Substance Painter
In this start to finish texturing project within Substance Painter we cover all the techniques you need to texture the robot character.
# 1 19-03-2014 , 05:21 PM
EduSciVis-er
Join Date: Dec 2005
Location: Toronto
Posts: 3,374

Delayed particle tracking

I'm trying to constrain a locator to a particle, but no matter what I attempt, the locator is always trailing the particle by one frame.

I have tried to use a normal expression of the type:
Code:
vector $position = `nParticle -at worldPosition -id 0 -q targetParticleShape`;

loc.translateX = $position.x;
loc.translateY = $position.y;
loc.translateZ = $position.z;
And I have tried putting the evaluation after dynamics by doing something like this in the particle expression Runtime after dynamics:
Code:
vector $partPos = targetParticleShape.position;
float $xPos = $partPos.x;
float $yPos = $partPos.y;
float $zPos = $partPos.z;

loc.translateX = $xPos;
loc.translateY = $yPos;
loc.translateZ = $zPos;
But they all come to the same thing... the locator is delayed by a frame and is not fully constrained to the particle position.
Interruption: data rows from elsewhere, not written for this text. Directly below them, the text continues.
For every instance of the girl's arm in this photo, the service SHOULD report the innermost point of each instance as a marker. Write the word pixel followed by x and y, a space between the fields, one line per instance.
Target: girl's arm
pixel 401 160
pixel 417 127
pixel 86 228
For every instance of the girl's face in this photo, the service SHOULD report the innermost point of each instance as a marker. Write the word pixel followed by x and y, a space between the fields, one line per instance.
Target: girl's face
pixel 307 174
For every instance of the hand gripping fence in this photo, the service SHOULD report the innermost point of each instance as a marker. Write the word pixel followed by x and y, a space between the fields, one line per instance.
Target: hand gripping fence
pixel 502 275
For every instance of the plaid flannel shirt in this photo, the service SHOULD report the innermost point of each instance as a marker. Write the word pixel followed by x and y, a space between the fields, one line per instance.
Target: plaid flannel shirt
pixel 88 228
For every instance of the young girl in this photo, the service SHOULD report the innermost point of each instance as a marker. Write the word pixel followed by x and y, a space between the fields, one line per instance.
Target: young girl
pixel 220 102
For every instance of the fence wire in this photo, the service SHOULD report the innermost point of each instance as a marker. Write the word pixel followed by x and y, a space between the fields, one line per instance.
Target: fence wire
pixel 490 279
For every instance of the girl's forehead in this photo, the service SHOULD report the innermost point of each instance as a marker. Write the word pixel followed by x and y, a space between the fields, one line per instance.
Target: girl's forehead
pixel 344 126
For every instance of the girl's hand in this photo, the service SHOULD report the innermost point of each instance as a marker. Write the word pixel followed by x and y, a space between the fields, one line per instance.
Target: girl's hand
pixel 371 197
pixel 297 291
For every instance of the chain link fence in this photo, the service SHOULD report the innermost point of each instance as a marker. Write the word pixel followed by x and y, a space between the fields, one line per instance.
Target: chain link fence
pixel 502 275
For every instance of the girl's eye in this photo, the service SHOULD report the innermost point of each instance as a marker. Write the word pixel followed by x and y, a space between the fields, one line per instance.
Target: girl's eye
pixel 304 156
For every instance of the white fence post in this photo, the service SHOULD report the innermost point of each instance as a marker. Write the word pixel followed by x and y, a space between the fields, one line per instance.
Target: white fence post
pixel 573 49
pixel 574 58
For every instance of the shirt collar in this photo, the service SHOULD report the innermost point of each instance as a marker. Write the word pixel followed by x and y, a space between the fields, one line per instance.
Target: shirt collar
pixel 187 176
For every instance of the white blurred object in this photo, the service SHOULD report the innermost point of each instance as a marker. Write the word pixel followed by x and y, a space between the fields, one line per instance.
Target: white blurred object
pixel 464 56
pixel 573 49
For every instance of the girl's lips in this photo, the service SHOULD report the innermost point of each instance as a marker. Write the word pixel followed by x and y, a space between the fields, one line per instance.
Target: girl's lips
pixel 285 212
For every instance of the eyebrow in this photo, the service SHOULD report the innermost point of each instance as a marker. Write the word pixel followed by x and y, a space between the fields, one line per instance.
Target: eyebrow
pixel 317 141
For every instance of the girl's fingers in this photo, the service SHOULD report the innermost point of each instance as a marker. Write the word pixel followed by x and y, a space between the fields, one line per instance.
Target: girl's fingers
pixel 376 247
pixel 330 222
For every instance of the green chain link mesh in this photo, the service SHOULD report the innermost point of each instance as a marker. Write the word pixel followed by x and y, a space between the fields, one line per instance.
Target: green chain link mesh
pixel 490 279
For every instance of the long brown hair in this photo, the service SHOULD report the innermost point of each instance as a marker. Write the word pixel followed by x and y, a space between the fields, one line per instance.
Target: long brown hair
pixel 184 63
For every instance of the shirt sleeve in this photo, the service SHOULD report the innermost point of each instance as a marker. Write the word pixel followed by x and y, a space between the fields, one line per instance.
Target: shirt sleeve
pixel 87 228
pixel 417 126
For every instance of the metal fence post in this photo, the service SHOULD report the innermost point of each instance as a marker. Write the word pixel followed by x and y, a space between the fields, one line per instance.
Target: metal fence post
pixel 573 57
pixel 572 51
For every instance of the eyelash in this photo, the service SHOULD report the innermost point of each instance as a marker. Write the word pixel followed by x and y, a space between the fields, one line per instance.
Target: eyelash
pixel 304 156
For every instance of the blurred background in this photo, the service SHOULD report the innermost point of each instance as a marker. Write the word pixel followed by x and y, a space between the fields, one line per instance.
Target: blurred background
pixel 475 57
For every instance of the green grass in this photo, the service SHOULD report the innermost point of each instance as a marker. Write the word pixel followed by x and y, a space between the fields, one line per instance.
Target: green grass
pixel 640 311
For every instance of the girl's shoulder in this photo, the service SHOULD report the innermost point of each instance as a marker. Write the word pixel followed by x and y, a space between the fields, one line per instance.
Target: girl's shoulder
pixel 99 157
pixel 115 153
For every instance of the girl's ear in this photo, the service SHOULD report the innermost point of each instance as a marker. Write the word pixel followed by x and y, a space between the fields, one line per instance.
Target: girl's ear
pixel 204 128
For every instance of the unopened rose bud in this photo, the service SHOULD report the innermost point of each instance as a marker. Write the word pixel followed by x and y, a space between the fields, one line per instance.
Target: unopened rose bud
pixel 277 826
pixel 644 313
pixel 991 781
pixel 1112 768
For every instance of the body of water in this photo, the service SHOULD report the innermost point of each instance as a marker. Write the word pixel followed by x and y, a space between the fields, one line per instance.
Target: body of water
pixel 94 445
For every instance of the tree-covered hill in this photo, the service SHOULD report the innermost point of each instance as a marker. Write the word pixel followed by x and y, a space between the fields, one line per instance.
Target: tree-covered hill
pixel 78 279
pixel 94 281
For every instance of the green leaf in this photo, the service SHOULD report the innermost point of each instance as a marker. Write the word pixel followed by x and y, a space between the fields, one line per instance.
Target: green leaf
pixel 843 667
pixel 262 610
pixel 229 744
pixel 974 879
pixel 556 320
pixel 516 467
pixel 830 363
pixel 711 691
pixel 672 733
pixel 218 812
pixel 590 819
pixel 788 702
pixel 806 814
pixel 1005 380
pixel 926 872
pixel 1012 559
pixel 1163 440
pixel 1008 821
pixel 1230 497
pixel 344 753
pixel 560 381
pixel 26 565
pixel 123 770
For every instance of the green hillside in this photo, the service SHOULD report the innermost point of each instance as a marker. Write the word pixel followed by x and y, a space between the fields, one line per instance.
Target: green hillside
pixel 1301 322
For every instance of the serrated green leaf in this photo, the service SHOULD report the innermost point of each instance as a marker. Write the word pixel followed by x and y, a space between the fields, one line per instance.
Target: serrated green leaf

Basically if I pause the sim and evaluate the particle position query it comes out as a different value as the current translate of the locator. It must be possible to make these equal.

Any thoughts?

# 2 19-03-2014 , 05:50 PM
NextDesign's Avatar
Technical Director
Join Date: Feb 2004
Posts: 2,988
Not off the top of my head, and I don't have an installation at the moment to test something out, however you could try using a particle to curve path script, then attaching the locator to it via a motion path. It should work as long as your particle has constant velocity.


Imagination is more important than knowledge.
# 3 19-03-2014 , 05:53 PM
EduSciVis-er
Join Date: Dec 2005
Location: Toronto
Posts: 3,374
Thanks ND, that might work. Unfortunately the locator actually will end up influencing the sim itself, so it kind of needs to happen on the fly, otherwise I would cache the sim and do a similar hack to get it in the right place at the right time.

# 4 20-03-2014 , 06:46 PM
EduSciVis-er
Join Date: Dec 2005
Location: Toronto
Posts: 3,374
So the resolution of this ended up being that I just ignored the delay for the simulation and decided not to have the locator's downstream effects influence the simulation. Then when I cached the simulation, the locator "caught up" and there's no longer a delay. It's kind of strange, but I assume that using the cached simulation allows Maya to put the proper information at the proper time because it knows what will happen on a given frame?